Here at Digitally Downloaded, many of us are quite the fans of all things indie, and our Reviews Database is filled with reviews of hundreds of indie game reviews across numerous platforms, but with our new feature, Freeware Focus, we will highlight games that perhaps represent the indie spirit most of all: freeware video games which don’t usually qualify for the typical game review format. These kinds of games are popping up on all kinds of platforms, from PC to console to mobile, and they are very much a wild west of innovation and creative thinking… so here you’ll find the truly weird and wonderful experiences that only games can offer.


Flappy Golf

My short break from writing Freeware Focus articles has come to an end, but that doesn’t mean that I haven’t continued playing freeware titles on my time away, of course. So what have I been playing lately? One particular game that’s been locked to my iPhone for several months is Noodlecake Studios’ Flappy Golf. It’s a game that answers the (post Flappy Bird) age-old question that I’ve never actually had until just now thinking of it – what would happen if Flappy Bird possessed the golf ball in Super Stickman Golf 2? Now that there is a prime question, if I say so myself.
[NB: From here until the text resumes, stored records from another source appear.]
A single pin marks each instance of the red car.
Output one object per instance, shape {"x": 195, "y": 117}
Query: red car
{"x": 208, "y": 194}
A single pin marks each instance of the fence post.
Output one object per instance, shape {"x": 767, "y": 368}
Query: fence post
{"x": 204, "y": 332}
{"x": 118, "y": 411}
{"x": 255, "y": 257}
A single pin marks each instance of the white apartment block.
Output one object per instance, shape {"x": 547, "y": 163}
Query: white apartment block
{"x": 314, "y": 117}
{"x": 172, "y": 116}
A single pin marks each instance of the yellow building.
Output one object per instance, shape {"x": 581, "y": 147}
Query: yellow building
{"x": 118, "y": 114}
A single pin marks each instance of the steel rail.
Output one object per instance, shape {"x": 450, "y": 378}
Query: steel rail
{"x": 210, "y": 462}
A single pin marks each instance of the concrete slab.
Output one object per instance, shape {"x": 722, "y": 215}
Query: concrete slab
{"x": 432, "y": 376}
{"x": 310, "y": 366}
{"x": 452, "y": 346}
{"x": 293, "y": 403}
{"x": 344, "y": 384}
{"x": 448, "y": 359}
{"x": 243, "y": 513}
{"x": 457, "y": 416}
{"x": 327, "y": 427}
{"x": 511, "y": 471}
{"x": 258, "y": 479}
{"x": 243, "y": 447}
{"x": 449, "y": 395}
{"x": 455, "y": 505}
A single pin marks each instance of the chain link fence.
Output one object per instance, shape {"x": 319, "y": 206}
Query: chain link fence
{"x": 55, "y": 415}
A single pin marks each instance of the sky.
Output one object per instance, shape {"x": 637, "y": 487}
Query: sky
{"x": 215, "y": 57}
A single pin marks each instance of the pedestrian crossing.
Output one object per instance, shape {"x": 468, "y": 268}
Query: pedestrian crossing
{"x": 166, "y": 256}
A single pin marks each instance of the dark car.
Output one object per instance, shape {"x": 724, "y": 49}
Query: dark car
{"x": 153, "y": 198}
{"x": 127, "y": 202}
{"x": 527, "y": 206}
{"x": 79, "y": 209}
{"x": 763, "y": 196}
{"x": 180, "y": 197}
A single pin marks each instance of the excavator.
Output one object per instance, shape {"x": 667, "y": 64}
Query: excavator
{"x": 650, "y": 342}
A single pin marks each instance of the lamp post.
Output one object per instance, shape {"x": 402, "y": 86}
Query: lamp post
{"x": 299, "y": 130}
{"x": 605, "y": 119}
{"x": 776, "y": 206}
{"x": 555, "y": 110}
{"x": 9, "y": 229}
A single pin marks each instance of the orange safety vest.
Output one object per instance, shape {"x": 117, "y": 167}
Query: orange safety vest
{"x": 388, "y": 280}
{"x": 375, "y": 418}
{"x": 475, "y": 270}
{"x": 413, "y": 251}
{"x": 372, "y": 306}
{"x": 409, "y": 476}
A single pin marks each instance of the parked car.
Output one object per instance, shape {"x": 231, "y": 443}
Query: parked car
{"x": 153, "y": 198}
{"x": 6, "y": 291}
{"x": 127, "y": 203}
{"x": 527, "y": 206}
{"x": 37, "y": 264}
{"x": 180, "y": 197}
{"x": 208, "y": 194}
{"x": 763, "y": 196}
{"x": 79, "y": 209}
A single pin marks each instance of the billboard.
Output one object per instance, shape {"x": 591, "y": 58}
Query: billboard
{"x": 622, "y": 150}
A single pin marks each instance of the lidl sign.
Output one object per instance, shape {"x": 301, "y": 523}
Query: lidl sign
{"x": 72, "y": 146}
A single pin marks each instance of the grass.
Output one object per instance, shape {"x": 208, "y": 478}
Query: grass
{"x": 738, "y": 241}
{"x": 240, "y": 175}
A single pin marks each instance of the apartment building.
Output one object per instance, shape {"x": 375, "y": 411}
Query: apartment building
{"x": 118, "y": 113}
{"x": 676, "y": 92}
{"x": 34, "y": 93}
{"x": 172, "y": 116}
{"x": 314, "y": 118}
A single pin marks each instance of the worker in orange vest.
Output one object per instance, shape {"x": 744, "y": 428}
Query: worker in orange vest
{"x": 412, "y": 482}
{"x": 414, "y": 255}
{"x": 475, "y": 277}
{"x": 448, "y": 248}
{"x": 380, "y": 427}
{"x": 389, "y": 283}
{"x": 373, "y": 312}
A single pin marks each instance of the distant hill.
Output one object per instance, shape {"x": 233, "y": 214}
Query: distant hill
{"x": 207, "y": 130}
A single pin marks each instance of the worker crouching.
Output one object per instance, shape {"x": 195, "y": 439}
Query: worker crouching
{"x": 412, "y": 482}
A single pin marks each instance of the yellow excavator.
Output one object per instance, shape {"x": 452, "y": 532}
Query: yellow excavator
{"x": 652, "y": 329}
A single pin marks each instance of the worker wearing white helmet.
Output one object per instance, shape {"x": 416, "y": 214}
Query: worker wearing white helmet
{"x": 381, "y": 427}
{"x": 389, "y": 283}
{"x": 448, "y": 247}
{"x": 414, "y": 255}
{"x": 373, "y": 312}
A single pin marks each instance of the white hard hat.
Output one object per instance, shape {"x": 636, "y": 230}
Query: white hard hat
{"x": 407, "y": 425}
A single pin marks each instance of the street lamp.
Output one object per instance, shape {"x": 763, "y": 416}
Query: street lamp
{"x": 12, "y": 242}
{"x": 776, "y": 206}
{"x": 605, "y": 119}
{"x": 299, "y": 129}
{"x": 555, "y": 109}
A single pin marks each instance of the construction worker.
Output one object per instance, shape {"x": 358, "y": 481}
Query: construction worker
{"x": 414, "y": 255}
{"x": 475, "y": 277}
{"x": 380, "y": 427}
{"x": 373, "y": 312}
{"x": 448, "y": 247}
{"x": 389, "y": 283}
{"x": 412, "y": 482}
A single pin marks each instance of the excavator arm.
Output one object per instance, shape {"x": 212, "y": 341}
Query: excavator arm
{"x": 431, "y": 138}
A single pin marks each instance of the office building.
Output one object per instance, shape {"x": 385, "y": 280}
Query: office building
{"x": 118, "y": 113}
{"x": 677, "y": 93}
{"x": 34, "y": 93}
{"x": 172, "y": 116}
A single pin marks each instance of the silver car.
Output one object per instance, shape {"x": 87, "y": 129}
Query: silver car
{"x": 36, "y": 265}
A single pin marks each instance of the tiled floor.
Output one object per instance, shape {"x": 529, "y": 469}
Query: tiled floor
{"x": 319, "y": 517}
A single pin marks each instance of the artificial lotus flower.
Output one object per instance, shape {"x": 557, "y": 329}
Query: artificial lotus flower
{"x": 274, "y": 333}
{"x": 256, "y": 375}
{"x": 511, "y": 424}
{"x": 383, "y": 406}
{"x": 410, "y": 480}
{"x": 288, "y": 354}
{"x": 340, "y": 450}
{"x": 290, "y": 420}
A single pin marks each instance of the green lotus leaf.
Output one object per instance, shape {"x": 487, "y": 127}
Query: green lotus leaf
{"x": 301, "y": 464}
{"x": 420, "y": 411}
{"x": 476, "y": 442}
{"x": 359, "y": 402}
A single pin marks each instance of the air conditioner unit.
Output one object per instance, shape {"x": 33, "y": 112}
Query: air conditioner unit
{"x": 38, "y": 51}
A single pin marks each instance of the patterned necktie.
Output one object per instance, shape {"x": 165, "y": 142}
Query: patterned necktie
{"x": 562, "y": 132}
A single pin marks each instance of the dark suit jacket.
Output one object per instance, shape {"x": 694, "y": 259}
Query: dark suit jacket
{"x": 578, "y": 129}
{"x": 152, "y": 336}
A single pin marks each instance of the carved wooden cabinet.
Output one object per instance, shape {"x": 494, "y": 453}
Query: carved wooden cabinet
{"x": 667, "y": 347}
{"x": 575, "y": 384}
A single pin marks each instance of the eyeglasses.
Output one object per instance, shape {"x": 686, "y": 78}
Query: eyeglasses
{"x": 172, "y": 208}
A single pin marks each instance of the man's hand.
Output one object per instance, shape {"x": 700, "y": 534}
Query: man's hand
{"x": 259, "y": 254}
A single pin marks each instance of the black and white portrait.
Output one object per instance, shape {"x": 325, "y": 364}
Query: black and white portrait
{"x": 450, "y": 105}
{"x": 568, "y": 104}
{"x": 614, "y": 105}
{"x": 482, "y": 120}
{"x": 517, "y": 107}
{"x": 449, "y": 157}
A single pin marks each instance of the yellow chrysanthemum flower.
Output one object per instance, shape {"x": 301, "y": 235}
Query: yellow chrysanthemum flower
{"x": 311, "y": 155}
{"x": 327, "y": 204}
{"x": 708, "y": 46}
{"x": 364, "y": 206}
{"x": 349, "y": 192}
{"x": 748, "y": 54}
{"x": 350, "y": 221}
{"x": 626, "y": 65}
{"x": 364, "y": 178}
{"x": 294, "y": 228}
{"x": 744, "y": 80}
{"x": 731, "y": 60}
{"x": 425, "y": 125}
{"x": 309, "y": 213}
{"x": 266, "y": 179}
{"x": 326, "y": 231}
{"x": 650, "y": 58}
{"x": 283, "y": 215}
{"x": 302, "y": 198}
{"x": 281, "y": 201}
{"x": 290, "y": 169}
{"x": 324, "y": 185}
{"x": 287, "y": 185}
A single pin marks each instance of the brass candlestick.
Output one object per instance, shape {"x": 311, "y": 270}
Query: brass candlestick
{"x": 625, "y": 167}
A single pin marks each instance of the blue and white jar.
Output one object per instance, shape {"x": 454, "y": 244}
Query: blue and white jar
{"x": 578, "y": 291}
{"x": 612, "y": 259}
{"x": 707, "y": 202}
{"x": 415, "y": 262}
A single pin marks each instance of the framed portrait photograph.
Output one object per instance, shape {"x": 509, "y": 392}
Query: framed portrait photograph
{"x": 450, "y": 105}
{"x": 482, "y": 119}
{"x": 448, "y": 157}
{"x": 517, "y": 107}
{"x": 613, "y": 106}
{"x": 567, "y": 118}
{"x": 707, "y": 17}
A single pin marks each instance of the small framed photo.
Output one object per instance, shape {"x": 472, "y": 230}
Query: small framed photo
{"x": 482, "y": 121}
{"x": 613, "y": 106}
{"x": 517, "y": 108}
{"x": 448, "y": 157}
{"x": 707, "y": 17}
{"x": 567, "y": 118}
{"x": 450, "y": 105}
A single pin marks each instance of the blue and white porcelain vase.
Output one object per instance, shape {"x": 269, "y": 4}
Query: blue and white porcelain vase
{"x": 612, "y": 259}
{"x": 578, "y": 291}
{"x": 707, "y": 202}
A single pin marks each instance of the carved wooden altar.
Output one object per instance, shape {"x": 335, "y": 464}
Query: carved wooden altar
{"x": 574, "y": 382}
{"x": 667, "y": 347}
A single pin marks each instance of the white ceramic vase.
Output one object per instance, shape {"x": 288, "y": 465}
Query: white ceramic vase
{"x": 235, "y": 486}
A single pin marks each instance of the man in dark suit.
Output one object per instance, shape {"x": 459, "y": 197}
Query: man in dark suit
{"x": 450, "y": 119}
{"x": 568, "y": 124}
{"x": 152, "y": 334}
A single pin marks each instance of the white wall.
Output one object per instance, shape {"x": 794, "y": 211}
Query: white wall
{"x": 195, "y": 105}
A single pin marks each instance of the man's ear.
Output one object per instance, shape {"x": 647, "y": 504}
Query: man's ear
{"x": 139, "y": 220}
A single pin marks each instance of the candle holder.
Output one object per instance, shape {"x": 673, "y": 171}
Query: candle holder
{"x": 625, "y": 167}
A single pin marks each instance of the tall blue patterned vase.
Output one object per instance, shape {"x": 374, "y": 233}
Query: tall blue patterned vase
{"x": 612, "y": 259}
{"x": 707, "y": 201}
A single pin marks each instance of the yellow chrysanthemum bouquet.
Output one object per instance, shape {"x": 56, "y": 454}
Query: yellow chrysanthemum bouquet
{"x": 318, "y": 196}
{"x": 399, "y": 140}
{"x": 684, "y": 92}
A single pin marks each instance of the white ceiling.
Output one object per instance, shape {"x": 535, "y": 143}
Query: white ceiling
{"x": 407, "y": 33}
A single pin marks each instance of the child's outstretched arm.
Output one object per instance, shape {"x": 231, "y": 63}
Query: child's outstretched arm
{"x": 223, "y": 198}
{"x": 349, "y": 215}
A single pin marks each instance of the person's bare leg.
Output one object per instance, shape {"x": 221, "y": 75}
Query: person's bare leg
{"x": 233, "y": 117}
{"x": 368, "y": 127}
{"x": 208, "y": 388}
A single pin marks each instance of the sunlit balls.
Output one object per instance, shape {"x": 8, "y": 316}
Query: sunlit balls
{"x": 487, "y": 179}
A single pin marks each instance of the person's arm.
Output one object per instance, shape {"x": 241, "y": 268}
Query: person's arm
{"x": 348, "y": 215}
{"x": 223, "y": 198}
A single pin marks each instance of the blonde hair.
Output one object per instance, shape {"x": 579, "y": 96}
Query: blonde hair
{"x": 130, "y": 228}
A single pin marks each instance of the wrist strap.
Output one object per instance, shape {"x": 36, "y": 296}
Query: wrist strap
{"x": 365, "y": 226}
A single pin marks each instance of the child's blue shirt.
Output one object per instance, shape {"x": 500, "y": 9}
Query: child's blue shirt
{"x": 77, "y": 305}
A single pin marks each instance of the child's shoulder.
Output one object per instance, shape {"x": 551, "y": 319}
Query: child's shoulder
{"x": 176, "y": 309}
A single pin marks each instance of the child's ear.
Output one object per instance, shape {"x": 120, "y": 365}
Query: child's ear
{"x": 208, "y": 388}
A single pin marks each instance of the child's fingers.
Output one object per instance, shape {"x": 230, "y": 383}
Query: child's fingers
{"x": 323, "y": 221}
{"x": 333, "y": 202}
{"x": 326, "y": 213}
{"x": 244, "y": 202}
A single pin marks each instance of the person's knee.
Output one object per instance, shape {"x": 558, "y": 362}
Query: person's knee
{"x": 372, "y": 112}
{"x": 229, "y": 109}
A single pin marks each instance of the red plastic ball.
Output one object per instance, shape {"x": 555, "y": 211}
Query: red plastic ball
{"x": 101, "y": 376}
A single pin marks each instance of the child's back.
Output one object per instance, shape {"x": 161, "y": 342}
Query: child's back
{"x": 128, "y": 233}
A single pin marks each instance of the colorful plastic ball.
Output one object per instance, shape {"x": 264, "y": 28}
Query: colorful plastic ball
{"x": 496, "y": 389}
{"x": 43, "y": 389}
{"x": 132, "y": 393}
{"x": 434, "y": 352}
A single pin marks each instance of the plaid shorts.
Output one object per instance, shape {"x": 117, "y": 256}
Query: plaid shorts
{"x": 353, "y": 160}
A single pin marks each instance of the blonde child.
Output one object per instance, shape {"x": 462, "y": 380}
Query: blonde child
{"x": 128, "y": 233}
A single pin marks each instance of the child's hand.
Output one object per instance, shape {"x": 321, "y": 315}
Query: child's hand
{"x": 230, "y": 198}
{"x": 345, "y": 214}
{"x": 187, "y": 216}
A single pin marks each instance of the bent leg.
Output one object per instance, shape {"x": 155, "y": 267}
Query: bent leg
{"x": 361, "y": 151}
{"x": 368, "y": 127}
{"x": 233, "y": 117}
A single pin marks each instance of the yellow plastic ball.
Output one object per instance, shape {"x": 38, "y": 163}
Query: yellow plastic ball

To find our answer, let’s rewind back to Feb. 10, 2014. Dong Nguyen, the creator of Flappy Bird, pulled his massively popular freeware mobile hit from its markets after a large wave of Internet attackers turned their sights towards him and his family. These attackers sought justification for their hatred by attempting to ground the argument in the game’s addictive nature; but, as we’ve only just recently seen once again with Gamer Gate, justification is never to be found through acts of hatred. Period. After the game was pulled from digital shelves, demand sky-rocketed and used phones with the freeware tittle installed started selling for unthinkable prices online. The indie community didn’t sit idly by, but bonded together under the rally cry of “FlappyJam”: create games that feature the essence of “Flappy Bird” and to, “…have fun, be supportive. Hate must not win.” The support was staggering, with 789 submissions for the digital jam. You can check them out yourself through the below link:

Flappy Jam’s Official Website

Noodlecake Studios might have been a bit late to join the party, but that’s of no matter. What it created in the spirit of Flappy Bird is beautiful, good fun for all ages. It comes as no surprise then that the insane difficulty found in Flappy Bird is not to be found here. This has the potential to irk purists, but I can all but guarantee any irritation be quickly forgotten. In Flappy Golf, Noodlecake Studios took its incredible Super Stickman Golf 2 game and stripped the titular stickman golfer out and replaced him/her/it with a golf ball that looks and behaves remarkably similar to Flappy Bird. It’s a simple gimmick that finds players ‘flapping’ the ball a short distance upwards to the right or left in accordance to which side of the screen is tapped. Still, it creates a unique dynamic to the game play that’s both casually fun and horribly addictive – I’ve been playing this for months on end now!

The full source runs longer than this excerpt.